China toy scandals hit Nuremberg Toy Fair registrations 02/01/2008 00:00
Scandals over toxic toys from China, the world's main toy-making nation, have hit the number of Chinese exhibitors at next month's Nuremberg Toy Fair, the chief organizer said.
2 January 2008
Nuremberg, Germany (dpa) - Scandals over toxic toys from China, the world's main toy-making nation, have hit the number of Chinese exhibitors at next month's Nuremberg Toy Fair, the chief organizer said Wednesday.
This was because the Chinese government had revoked several companies' export licenses.
"We have had a slight fall in Chinese registrations," said chief executive Ernst Kick in an interview with DPA. Space at the annual fair, to be held February 7-12, is fully booked, he said.
"We have a waiting list with quite a few exhibitors on it," he said.
The fair, which is the world's key new-product event for toy traders, is to have educational toys as a focus, with a special exhibition of examples and a conference on how to use them.
Kick said consumer attitudes had changed, with parents asking more often where toys were manufactured and how they benefited a child.
China has the lion's share of world toy manufacturing. Beijing has been embarrassed by disclosures that some makers used sub-standard plastics and paints which could endanger child health.
At the fair, two thirds of exhibitors are non-German.
"The outstanding growth market for toys today is Russia, with annual sales increases of 30 per cent," said Kick.

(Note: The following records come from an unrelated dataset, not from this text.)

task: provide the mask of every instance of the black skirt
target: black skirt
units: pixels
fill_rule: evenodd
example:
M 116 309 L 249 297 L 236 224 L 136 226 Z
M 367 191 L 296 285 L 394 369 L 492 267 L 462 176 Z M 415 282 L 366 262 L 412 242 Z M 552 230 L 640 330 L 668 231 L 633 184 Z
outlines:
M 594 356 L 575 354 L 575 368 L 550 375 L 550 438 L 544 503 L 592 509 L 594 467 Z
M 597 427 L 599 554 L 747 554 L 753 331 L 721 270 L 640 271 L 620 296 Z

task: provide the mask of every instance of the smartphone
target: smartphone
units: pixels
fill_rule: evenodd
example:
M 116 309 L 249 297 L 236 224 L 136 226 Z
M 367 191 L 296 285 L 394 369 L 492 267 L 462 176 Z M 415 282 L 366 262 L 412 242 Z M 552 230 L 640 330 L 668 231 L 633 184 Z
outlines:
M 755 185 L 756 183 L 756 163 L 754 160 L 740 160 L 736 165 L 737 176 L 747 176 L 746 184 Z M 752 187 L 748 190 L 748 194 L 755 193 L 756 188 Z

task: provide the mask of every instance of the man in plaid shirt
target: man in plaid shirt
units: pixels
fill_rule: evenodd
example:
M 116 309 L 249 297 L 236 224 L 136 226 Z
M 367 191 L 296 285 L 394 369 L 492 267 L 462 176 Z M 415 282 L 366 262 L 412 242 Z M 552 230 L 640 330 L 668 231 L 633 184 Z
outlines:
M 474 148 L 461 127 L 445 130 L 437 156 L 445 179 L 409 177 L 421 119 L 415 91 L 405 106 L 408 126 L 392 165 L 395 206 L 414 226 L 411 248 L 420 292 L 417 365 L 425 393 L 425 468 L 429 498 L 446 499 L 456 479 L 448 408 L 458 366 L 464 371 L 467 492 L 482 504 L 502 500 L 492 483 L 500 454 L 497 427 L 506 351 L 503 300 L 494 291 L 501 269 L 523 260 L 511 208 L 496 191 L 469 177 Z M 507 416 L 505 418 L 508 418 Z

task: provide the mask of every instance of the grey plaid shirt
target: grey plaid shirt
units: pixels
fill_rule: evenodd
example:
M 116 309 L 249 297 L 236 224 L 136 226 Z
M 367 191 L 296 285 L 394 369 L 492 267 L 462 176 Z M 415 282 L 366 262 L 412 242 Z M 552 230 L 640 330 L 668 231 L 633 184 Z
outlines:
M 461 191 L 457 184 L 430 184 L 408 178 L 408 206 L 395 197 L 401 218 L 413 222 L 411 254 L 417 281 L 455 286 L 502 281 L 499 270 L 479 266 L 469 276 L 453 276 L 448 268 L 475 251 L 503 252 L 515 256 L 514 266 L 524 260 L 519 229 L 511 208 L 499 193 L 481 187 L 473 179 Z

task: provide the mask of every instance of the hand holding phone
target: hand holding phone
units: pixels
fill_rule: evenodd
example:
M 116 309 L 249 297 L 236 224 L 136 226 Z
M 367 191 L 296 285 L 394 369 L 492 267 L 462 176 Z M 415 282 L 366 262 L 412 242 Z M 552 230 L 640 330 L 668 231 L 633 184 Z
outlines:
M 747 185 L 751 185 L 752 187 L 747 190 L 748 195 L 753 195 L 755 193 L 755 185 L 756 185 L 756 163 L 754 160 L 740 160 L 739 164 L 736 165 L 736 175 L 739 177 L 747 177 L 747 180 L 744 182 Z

Western industrialized countries were largely saturated with little growth.
Kick defended the fair from complaints about stand rentals, which are to rise from 117 to 123 euros per square metre this year.
He said the rates were below the average of 155 euros for international trade fairs in Germany and well below those abroad.
The Toy Fair is expecting 80,000 trade visitors. Ordinary shoppers - and children - are not allowed into the fair, and Kick rejected calls from the German media for the public to be admitted on at least one day.
"The vast majority of exhibitors want it to stay the way it is," the Toy Fair chief said.